Netanyahu's nationalist-religious coalition in January launched a campaign to overhaul Israel's judiciary, sparking unprecedented protests, sending the shekel down and stirring concern among allies for Israel's democratic health.
President Isaac Herzog did not provide details of the new compromise proposal, saying only that it provides the basis for immediate understandings that will keep Israel "a stable democracy."
"Allow me to expose for a moment what is happening behind closed doors," Herzog said at a memorial speech in Latrun. "This proposal has wide support among the coalition and the opposition," he said. "Now is the time for resolution.

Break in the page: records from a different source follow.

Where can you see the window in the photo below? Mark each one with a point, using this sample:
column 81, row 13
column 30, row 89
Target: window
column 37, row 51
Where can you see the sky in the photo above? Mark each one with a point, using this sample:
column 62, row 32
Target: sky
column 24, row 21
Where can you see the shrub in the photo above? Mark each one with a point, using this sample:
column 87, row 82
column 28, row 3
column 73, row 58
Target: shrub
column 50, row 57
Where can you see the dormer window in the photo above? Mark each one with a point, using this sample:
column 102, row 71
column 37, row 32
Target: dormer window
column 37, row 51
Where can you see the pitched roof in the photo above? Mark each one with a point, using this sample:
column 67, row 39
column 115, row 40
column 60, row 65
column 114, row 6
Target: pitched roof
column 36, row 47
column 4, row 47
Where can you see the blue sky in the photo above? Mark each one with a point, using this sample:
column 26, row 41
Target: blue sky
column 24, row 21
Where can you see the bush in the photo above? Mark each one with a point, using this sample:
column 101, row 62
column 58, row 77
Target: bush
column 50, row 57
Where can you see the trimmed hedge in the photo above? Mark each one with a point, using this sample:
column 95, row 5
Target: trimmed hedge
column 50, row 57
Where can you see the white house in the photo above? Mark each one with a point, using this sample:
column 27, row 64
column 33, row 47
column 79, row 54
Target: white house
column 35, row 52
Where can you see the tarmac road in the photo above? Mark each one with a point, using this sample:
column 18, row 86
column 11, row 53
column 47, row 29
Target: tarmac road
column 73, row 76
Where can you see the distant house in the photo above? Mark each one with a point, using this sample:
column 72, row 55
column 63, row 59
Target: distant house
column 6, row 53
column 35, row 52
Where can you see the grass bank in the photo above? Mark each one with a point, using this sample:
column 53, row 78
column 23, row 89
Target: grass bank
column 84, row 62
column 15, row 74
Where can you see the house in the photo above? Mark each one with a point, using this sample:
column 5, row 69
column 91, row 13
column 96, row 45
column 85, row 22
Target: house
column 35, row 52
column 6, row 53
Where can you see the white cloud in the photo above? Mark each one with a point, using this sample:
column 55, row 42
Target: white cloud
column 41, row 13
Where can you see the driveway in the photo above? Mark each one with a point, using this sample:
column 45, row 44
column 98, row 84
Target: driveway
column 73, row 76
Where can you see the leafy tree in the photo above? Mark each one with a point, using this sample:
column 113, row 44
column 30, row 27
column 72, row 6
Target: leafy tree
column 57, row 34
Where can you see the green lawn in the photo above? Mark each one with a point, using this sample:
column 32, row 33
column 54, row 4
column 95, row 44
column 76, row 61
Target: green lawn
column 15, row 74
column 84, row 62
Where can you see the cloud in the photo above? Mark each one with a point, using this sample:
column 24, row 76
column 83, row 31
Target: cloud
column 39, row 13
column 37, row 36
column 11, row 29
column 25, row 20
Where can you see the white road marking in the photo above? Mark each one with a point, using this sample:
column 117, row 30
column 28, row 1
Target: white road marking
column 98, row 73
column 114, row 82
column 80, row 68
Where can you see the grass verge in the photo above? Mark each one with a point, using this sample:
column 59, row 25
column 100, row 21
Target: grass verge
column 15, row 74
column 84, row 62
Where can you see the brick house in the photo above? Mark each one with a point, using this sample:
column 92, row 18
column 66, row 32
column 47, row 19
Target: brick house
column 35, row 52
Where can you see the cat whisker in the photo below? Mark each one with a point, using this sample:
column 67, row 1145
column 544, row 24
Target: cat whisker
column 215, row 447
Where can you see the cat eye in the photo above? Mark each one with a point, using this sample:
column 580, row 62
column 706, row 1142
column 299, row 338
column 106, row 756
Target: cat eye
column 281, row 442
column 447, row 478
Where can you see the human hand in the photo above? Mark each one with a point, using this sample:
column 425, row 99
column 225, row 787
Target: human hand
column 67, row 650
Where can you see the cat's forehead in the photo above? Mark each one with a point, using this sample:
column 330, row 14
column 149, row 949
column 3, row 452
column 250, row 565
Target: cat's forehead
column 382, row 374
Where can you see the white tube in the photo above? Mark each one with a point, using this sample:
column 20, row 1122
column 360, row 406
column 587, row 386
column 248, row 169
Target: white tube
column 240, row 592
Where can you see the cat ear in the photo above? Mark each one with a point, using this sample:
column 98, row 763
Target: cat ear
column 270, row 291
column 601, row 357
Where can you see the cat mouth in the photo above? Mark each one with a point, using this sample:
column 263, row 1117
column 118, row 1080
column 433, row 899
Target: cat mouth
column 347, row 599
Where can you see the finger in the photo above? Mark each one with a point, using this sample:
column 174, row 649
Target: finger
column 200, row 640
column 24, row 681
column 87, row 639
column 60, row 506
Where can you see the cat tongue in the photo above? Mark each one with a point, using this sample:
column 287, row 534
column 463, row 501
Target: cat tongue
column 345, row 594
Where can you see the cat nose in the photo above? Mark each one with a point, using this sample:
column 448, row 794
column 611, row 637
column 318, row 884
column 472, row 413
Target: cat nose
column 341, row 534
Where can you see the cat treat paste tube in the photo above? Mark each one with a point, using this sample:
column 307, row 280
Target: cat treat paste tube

Now is the time for a leader's decision."
Herzog's remarks came a day after Israel's Supreme Court held a historic session, convening its entire 15-judge bench for more than 12 hours to hear appeals against a law which curtails some judicial powers that was passed by Netanyahu's coalition in July.
Netanyahu says the judicial changes are meant to balance out branches of government by reining in a court that has become too interventionist.
Opponents see them as harming court independence, inviting corruption and endangering vital democratic checks and balances in a country with no formal constitution and a unicameral parliament largely controlled by coalition governments.
President Joe Biden, who has not met with Netanyahu since the latter took office for a sixth term in late December, has called on the Israeli leader to seek broad agreement on any judicial reforms.
Netanyahu, who is on trial for corruption charges he denies, has said that he has already scrapped some of the original judicial proposals while he works to reach agreements on reforms. However, opposition leaders have voiced scepticism.
Successive surveys have shown the overhaul to be unpopular among Israelis and Netanyahu's coalition, which won a decisive victory in a November vote, losing an election were it to be held.